I have openly blogged about my personal genome investigations, making all my data freely available for anyone to download and research on. The following year after I carried out my DTC test, my family followed suit, taking their own personal genomic test and making all the raw data available on the Internet, with no restriction of use. This was another action that raised concern in some circles as some people doubted that my family, not being experts, would be able to have a perfect consent for what they were doing. I have always argued to this that no one’s consent is ever perfect in personal genomics tests because one never knows what s/he is going to find, acceptance of personal genomic risks is more a question of attitude rather than being informed.

All our experiences in analyzing our family genomes have appeared in a series of blog entries and videos and several landmark papers in the field of personal genomics.
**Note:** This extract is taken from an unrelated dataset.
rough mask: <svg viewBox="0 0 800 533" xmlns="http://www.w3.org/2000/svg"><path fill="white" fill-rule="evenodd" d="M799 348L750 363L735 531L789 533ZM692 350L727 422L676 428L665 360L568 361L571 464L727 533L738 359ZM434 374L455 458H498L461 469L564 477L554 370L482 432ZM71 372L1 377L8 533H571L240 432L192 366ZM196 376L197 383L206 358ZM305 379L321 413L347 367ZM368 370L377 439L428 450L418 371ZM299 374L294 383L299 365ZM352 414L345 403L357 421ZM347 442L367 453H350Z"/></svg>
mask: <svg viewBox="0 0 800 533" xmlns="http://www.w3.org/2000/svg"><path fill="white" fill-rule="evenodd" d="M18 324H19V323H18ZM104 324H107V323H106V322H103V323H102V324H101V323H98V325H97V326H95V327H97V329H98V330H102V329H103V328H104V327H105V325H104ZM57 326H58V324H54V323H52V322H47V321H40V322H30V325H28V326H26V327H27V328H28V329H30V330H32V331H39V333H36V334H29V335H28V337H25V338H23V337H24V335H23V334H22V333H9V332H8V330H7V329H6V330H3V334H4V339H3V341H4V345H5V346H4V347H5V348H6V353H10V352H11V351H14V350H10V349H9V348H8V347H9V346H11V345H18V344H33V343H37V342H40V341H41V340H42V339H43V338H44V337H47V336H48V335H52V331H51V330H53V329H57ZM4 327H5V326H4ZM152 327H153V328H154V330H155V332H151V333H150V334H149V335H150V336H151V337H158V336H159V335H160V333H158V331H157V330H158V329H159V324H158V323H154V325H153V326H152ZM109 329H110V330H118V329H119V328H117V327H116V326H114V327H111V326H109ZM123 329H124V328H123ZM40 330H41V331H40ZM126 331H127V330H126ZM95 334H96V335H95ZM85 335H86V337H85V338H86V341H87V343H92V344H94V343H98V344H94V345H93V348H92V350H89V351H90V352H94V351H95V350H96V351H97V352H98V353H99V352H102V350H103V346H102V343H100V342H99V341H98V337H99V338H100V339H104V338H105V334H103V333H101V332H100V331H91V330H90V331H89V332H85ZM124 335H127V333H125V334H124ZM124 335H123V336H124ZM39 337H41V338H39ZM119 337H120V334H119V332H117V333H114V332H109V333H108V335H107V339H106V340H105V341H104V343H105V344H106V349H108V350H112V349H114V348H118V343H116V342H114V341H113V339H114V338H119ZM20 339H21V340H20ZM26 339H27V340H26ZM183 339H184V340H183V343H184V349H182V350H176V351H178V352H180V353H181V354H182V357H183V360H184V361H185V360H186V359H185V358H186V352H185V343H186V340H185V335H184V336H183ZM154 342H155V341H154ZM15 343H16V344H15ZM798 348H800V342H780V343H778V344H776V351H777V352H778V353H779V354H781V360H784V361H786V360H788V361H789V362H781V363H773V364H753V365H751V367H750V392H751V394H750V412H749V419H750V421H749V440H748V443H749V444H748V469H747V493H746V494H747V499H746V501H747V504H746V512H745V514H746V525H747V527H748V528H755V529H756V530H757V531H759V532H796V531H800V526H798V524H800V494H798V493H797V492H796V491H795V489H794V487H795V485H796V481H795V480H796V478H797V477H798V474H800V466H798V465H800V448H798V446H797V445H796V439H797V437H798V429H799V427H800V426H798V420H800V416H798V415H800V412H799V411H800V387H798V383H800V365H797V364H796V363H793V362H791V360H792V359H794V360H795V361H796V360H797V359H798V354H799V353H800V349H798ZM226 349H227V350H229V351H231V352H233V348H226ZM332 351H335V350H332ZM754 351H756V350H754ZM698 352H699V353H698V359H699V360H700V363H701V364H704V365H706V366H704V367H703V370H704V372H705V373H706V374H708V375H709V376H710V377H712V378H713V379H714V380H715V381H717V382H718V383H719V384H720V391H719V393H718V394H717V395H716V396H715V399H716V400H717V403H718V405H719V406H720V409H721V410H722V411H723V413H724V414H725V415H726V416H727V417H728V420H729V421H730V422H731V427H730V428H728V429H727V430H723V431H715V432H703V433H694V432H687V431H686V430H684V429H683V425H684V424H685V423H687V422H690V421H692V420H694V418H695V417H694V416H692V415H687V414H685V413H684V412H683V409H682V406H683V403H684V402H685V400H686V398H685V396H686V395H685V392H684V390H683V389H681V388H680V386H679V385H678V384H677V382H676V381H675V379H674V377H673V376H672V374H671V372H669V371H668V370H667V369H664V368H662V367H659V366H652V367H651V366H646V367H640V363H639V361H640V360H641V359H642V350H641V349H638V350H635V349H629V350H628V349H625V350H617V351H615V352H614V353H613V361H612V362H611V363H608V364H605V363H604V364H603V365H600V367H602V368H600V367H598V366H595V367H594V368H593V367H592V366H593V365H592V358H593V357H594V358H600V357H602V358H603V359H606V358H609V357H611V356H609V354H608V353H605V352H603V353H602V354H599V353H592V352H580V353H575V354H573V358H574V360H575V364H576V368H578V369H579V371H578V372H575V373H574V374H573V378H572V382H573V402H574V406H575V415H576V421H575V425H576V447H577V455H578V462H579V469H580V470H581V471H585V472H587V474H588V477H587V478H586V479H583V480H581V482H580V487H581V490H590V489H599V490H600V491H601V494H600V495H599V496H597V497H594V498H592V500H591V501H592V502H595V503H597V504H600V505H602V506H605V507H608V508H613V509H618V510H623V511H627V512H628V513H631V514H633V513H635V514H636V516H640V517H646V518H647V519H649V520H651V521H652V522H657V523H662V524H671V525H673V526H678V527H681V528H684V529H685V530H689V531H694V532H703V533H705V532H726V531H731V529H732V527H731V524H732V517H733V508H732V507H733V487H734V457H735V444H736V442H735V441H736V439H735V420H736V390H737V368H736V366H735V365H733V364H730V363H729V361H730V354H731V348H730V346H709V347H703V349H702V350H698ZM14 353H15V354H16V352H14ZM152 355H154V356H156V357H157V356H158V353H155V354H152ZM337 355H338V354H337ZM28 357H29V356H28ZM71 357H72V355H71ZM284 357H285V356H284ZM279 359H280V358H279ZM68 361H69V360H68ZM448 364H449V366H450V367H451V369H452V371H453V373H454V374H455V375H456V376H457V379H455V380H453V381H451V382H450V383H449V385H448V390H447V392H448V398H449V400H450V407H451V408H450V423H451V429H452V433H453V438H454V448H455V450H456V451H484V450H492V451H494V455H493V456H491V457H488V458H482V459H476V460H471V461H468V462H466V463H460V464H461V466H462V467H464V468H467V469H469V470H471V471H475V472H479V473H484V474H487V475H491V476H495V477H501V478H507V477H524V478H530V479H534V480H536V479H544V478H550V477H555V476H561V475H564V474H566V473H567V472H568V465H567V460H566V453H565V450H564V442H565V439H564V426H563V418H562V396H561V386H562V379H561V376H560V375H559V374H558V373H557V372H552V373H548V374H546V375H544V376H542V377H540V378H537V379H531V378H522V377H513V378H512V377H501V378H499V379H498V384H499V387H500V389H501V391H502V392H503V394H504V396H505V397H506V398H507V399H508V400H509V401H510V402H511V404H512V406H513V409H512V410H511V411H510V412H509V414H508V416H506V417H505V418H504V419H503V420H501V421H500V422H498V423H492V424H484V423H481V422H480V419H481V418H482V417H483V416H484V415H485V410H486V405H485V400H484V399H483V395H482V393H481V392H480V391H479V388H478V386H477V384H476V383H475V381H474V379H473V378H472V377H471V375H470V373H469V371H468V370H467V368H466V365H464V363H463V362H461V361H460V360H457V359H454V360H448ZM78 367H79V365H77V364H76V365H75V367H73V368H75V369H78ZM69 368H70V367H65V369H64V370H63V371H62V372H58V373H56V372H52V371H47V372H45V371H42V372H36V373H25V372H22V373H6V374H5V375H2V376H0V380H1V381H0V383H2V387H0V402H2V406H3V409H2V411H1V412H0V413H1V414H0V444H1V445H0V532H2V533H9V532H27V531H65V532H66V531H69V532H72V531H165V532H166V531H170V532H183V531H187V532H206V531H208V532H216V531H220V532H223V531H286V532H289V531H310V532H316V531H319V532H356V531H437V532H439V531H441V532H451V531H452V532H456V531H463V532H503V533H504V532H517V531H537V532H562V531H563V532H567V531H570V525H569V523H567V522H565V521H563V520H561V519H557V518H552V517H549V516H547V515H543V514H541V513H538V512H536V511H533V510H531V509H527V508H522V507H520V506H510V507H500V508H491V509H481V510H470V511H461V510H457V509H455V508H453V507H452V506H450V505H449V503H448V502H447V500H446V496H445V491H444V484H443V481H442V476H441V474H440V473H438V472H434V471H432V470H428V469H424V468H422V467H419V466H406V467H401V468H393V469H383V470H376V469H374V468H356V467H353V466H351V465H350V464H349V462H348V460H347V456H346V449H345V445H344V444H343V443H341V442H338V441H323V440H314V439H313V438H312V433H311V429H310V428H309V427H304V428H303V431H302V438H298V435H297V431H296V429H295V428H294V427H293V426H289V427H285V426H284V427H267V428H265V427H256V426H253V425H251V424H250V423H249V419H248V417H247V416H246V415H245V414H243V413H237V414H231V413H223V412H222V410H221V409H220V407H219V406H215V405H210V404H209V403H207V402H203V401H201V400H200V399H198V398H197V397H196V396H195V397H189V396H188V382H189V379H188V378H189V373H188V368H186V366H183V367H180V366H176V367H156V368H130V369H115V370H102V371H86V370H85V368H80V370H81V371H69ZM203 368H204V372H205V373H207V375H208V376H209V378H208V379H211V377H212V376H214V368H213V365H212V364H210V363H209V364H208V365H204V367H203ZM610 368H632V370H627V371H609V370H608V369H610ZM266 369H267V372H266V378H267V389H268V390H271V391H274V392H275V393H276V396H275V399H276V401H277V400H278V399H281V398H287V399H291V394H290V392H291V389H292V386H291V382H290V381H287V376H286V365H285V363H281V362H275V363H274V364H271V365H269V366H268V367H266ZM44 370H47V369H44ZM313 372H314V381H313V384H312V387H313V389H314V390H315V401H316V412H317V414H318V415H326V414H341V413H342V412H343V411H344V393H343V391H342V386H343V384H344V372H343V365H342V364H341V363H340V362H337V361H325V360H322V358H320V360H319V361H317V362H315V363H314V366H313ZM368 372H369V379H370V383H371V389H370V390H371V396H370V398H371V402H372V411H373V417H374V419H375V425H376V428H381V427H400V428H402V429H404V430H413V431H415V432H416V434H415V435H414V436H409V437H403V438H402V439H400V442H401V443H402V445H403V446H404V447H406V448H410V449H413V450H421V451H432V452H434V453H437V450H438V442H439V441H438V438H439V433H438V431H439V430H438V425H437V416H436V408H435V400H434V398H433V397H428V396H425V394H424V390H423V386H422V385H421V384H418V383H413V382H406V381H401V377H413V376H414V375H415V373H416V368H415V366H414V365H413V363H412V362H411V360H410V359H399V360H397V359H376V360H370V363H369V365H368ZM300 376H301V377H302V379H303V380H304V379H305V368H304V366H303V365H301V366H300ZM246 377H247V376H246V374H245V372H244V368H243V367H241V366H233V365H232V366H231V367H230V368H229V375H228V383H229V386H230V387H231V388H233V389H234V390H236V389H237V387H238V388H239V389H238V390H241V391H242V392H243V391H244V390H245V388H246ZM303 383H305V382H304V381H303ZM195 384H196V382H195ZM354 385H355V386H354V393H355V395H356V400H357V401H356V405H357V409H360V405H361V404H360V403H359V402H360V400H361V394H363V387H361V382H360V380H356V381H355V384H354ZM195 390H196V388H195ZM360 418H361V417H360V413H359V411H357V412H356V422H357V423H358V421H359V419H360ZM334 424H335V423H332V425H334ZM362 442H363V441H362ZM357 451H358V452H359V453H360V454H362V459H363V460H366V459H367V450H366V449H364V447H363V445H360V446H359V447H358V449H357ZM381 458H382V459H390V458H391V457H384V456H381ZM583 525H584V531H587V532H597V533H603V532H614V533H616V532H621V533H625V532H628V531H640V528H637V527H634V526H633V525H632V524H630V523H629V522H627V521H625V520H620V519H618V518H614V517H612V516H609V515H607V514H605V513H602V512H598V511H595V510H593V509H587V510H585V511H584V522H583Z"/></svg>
One paper described my personal experiences when communicating personal genomics results to other members of my family. Here I showed that there were important findings in terms of general attitudes of lay people towards acceptance of their personal genomic risks, the danger of reaching potential eugenic conclusions with risk scores and the current generalized lack of support for a whole family personal genomics. Another recent paper, which I led, described the results of analyzing my genome and the genome of my family with publicly available tools. We were able to report that my sister’s genome is more similar to my father than my mother as she has inherited a deletion from my father that I have not, making her more significantly similar to him.

I also started a Crowdfunding campaign to sequence the whole genomes of my family in which we were able to gather $3,526 USD in 40 days. The whole purpose of this project was to be able to analyze in much more depth the genomes of the family and make both the data and results analyses available through the Internet for public use (with my family’s informed consent). Part of the reason for making this data available is because there are hardly any family data models with which to train and build those tools.

I has never feared risking my reputation by following an unconventional/disruptive way of communicating science. I believe I have been able to stir some people’s opinions as evidenced by the tremendously positive response I have had through Twitter to some of my publications.

I will continue to work tirelessly on the democratization of personal genomics data. Sadly, this is still a dream and not a reality, starting from the fact that there is a catastrophic lack of publicly available tools for interpretation of results. I believe that anyone, regardless of country, race or economic situation should have access to his/her personal genomic data and the ability to research them as much as s/he wants with resources that are public and easy to use. I will consider worthwhile my contribution to this field if my work raises some awareness about this problem.

6 replies »

  1. Hi Manuel,

    Having worked for a while with clinicians, helped interperting clinical data and met patients (or parents of patients) whose genome was sequenced, I have quite a lot to comment on our last sentance: “I believe that anyone, regardless of country, race or economic situation should have access to his/her personal genomic data and the ability to research them as much as s/he wants with resources that are public and easy to use. ” … all might be better discussed with a coffe (or two). Are you going to the Genome Campus from time to time? I’ve registred for the Festival of Genomics in London in January.

  2. Hi Manuel!

    Very interesting site. Thanks a lot for creating this and sharing your experience.
    I went on Downloading page, but got “not found” instead. Did you decide to change your access policy?